17/06/2009 – C’est à Berlin que plusieurs centaines de journalistes se sont retrouvés, invités par Olympus, pour tester sa dernière production, le Pen E-P1. Qui s’avère le fer de lance stratégique de la marque, pour les prochaines années, sous la bannière du Micro 4/3.
Par où commencer ? Il y a tant de chose à dire et à montrer, surtout quand cette prise en mains initiale s’est effectuée avec un exemplaire doté du firmware 1.0, autant dire quasi final. Voici l’épisode numéro 2 (le premier se trouve ici), qui sera suivi par autres publications ces prochains jours. C’est notre feuilleton pré-estival.
Le bon nom
Donner un nom au concept correspondant à ce modèle est difficile, surtout si l’on veut échapper au « compact à optique interchangeable ». Un concept pas nouveau, car faut-il le rappeler, l’argentique à produit en grand nombre ce type d’appareil qui ne se résume pas à l’emblématique Leica. A commencer par les Olympus Pen, dont je vous montre l’une des déclinaisons les plus ambitieuses, que je peux lorgner du coin de l’œil gauche sur un meuble, pendant que le droit surveille mes doigts sur le clavier. Afin d’offrir un nom de baptême familier au premier modèle, le marketing européen a imaginé de baptiser l’appareil « Le Pen ». Et il a fallu toute la persuasion de l’antenne française pour expliquer la connotation négative, pour une grande majorité, de cette appellation sur notre territoire national ! Ce sera donc Olympus Pen.
Au premier regard, on remarque le décrochement supérieur du boîtier, signe qu’Olympus a voulu rendre hommage à ce reflex argentique, au format 18 x 24 mm. Comme elle l’a fait avec le reflex numérique E-420 qui, par la forme de sa protubérance prismatique, rappelle l’Olympus OM, qui a été le plus petit reflex argentique 24 x 36 mm du monde.
La similitude s’arrête là, signe d’une volonté symbolique d’accompagner le lancement de son premier compact Micro 4/3 par un clin d’œil au passé. D’ailleurs, et c’est de bonne guerre, Olympus nous a bien eus avec la maquette qui a hanté les salons depuis de nombreux mois. Plus destinée à évoquer le concept qu’à présenter une concrétisation esthétique. Normal face à la concurrence de Panasonic, de Samsung et de quelques autres à qui cela pourrait donner des idées.
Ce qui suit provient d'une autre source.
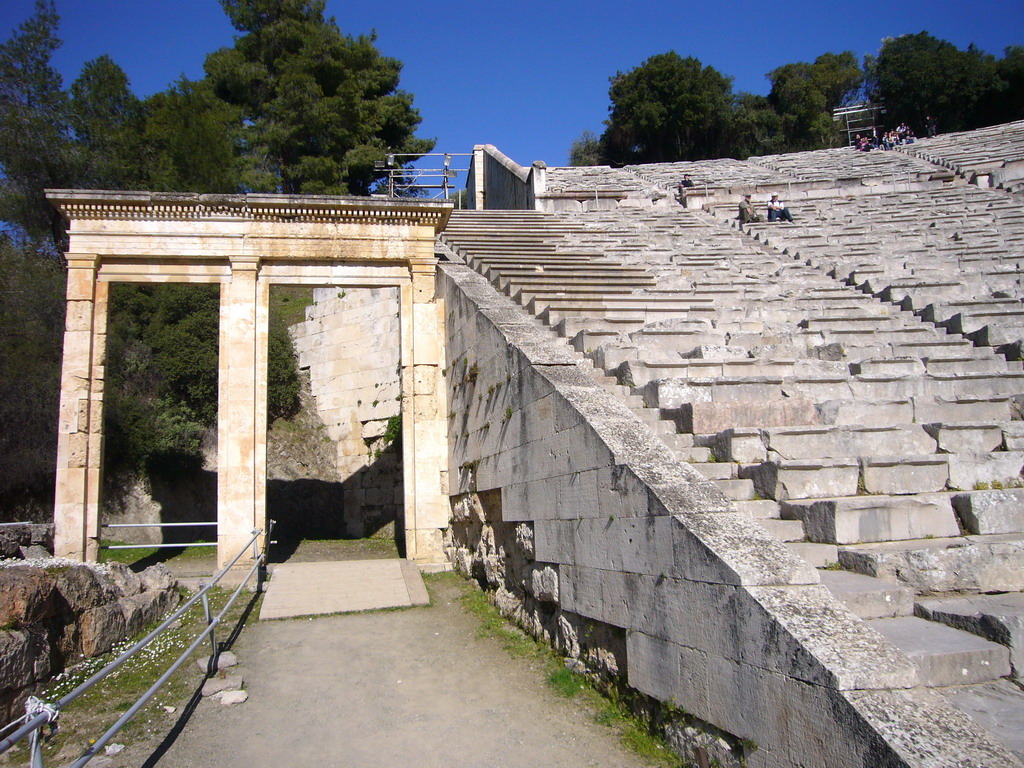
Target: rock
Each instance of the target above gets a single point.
(26, 658)
(34, 552)
(524, 539)
(140, 609)
(224, 660)
(84, 588)
(158, 578)
(219, 684)
(124, 579)
(99, 628)
(229, 697)
(27, 596)
(545, 584)
(12, 538)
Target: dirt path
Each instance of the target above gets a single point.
(406, 687)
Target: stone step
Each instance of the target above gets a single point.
(804, 479)
(717, 470)
(904, 474)
(759, 509)
(944, 655)
(997, 707)
(966, 563)
(784, 530)
(816, 555)
(872, 518)
(737, 489)
(868, 597)
(843, 441)
(996, 617)
(985, 512)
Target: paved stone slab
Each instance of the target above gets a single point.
(998, 617)
(945, 655)
(318, 588)
(868, 597)
(998, 707)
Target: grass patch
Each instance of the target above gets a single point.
(89, 716)
(131, 556)
(288, 303)
(606, 708)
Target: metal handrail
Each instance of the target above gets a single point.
(40, 714)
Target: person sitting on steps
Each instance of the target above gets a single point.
(747, 213)
(777, 210)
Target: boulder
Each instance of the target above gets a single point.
(158, 578)
(27, 596)
(12, 538)
(124, 579)
(84, 588)
(26, 660)
(99, 628)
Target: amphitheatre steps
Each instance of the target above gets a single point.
(840, 419)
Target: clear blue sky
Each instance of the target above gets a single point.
(527, 77)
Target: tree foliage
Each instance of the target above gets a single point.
(671, 108)
(320, 108)
(36, 146)
(667, 109)
(919, 75)
(804, 95)
(586, 150)
(32, 289)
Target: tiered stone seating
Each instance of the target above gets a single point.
(862, 433)
(951, 255)
(845, 164)
(996, 152)
(725, 173)
(590, 178)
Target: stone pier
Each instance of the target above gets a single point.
(246, 244)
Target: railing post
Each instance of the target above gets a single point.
(212, 667)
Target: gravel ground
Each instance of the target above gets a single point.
(402, 687)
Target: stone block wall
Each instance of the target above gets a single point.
(350, 345)
(52, 616)
(596, 540)
(497, 181)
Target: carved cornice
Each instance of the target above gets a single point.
(145, 206)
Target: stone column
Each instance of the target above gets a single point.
(424, 435)
(479, 197)
(242, 412)
(80, 429)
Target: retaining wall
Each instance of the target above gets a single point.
(497, 181)
(350, 344)
(595, 539)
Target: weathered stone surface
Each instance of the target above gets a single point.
(991, 511)
(124, 579)
(218, 684)
(84, 588)
(158, 577)
(997, 707)
(945, 655)
(872, 518)
(100, 628)
(997, 617)
(27, 596)
(544, 584)
(966, 564)
(926, 730)
(231, 697)
(225, 659)
(868, 597)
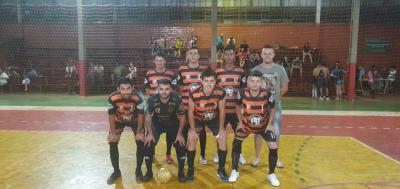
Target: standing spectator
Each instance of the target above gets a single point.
(371, 75)
(132, 71)
(91, 74)
(29, 76)
(231, 43)
(220, 43)
(117, 72)
(99, 74)
(178, 47)
(244, 46)
(392, 73)
(338, 74)
(70, 75)
(307, 52)
(296, 64)
(3, 80)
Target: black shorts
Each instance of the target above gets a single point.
(232, 119)
(171, 129)
(213, 126)
(243, 133)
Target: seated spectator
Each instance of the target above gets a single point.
(178, 47)
(338, 74)
(392, 73)
(132, 71)
(307, 52)
(244, 47)
(296, 64)
(3, 80)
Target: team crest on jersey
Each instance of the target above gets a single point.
(229, 91)
(255, 119)
(209, 115)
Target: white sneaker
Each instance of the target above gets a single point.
(273, 179)
(242, 160)
(234, 176)
(203, 161)
(279, 164)
(216, 159)
(255, 162)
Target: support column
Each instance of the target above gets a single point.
(353, 50)
(81, 66)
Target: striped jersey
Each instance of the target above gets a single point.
(189, 78)
(231, 81)
(125, 109)
(206, 107)
(255, 110)
(152, 77)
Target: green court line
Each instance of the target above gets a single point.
(391, 104)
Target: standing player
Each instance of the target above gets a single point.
(255, 110)
(276, 81)
(150, 83)
(207, 109)
(231, 79)
(164, 115)
(190, 77)
(126, 108)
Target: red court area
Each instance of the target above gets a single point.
(379, 132)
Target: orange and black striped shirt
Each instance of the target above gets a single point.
(231, 81)
(125, 109)
(152, 77)
(189, 78)
(206, 107)
(255, 110)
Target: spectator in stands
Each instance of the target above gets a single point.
(307, 52)
(296, 64)
(220, 43)
(178, 47)
(231, 43)
(244, 47)
(132, 71)
(70, 75)
(99, 74)
(338, 74)
(117, 72)
(3, 80)
(321, 72)
(392, 73)
(28, 77)
(91, 74)
(371, 76)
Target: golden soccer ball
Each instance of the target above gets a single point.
(164, 175)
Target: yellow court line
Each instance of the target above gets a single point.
(375, 150)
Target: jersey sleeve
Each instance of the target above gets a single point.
(112, 108)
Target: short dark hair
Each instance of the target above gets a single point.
(160, 54)
(124, 80)
(268, 47)
(255, 73)
(208, 73)
(164, 82)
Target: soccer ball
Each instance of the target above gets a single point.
(164, 175)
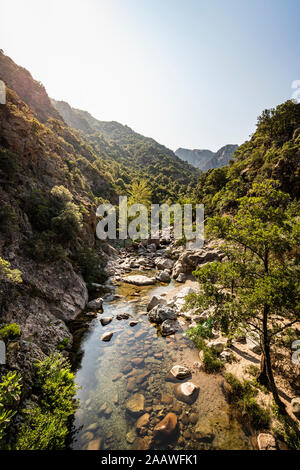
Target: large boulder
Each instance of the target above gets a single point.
(189, 260)
(266, 441)
(136, 404)
(139, 280)
(155, 300)
(166, 429)
(163, 276)
(253, 344)
(295, 404)
(169, 327)
(163, 263)
(178, 373)
(187, 392)
(95, 304)
(217, 344)
(160, 313)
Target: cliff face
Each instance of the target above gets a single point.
(39, 152)
(29, 90)
(206, 159)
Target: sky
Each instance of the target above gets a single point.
(189, 73)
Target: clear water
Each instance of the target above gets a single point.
(108, 378)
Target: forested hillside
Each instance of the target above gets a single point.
(133, 156)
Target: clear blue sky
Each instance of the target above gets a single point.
(189, 73)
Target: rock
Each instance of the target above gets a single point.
(187, 392)
(136, 404)
(178, 373)
(295, 404)
(95, 444)
(253, 343)
(95, 304)
(181, 277)
(163, 263)
(142, 443)
(107, 336)
(217, 344)
(161, 313)
(137, 361)
(122, 316)
(193, 418)
(139, 280)
(226, 356)
(166, 399)
(166, 429)
(142, 422)
(266, 441)
(163, 276)
(154, 301)
(131, 436)
(105, 320)
(169, 327)
(203, 432)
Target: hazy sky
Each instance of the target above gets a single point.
(189, 73)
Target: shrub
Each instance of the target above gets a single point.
(243, 394)
(46, 424)
(8, 219)
(43, 247)
(9, 332)
(7, 274)
(10, 390)
(211, 362)
(88, 262)
(68, 223)
(8, 164)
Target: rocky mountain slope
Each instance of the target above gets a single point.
(206, 159)
(133, 155)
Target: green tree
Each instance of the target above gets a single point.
(8, 274)
(257, 286)
(140, 193)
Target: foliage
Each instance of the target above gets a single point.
(7, 274)
(43, 247)
(8, 219)
(210, 359)
(88, 262)
(68, 223)
(9, 332)
(45, 425)
(140, 193)
(257, 285)
(10, 390)
(243, 394)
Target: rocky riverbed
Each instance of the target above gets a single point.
(141, 380)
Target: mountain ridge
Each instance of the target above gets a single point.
(206, 159)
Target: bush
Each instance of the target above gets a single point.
(8, 164)
(10, 390)
(68, 223)
(46, 425)
(211, 362)
(9, 332)
(43, 247)
(243, 394)
(8, 219)
(88, 262)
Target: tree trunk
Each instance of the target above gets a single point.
(266, 376)
(263, 377)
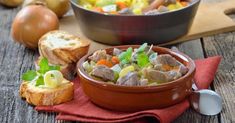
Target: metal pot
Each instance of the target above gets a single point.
(135, 29)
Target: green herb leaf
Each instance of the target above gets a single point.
(44, 66)
(142, 59)
(142, 48)
(40, 81)
(29, 75)
(56, 67)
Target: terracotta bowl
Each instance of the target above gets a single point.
(136, 98)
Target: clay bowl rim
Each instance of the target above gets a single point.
(142, 15)
(140, 89)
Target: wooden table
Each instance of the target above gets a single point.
(15, 59)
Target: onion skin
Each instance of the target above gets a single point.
(11, 3)
(31, 23)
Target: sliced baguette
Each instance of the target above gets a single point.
(47, 96)
(68, 70)
(62, 48)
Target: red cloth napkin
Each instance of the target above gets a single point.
(81, 108)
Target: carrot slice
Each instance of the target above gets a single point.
(98, 9)
(115, 60)
(104, 62)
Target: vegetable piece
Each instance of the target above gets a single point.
(116, 68)
(104, 62)
(102, 3)
(126, 70)
(126, 2)
(142, 59)
(39, 81)
(11, 3)
(125, 57)
(98, 9)
(103, 72)
(142, 48)
(121, 5)
(60, 7)
(31, 23)
(53, 78)
(115, 60)
(152, 58)
(29, 75)
(110, 8)
(44, 66)
(138, 5)
(183, 3)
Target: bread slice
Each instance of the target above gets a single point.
(68, 70)
(62, 48)
(40, 96)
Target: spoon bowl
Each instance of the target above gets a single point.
(206, 102)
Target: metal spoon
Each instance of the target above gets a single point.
(205, 101)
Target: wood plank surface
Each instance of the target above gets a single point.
(195, 51)
(15, 59)
(224, 84)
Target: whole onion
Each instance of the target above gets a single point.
(11, 3)
(31, 23)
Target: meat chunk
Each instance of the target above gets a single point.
(167, 59)
(182, 69)
(116, 52)
(103, 72)
(143, 82)
(173, 75)
(98, 55)
(156, 76)
(131, 79)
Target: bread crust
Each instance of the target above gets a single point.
(62, 48)
(47, 96)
La présentation initiale, orchestrée par le CEO d’Olympus Europe, Mr Nacho Abia et par le Président d’Olympus Imaging, Mr Okubo, a été suivie par une mise en vedette du boîtier. De la salle, plongée dans l’obscurité, émergeait un puits de lumière : l’Olympus Pen E-P1 placé sous une cloche de verre a été assailli par une foule de journalistes en furie, appareil photo en mains, comme si le sol s’était entrouvert et qu’une star hollywoodienne avait surgi pour s’exposer au public. Le petit moment d’hystérie collective estompé, il a fallu se précipiter dans un autre lieu pour, tenter de mettre la main sur l’objet. Le gros de la foule ayant assouvi son impatience, au bout d’une vingtaine de minutes, il fût enfin possible d’approcher l’appareil.
Pas vraiment compact, mais moins encombrant qu’un reflex. Avec un aspect agréable, soit en finition métal argenté soit en laque blanche, du plus bel effet. Et à la grande surprise d’Olympus, les hommes aiment aussi la version blanche, comme si le blanc était empreint de féminité ! J’ai eu vite fait de constater que le zoom très compact des photos de presse était placé en position de repos (un petit commutateur permet de le replier au maximum), mais qu’en usage normal, sa taille est bien plus importante. Et qu’il n’y a pas de pare-soleil.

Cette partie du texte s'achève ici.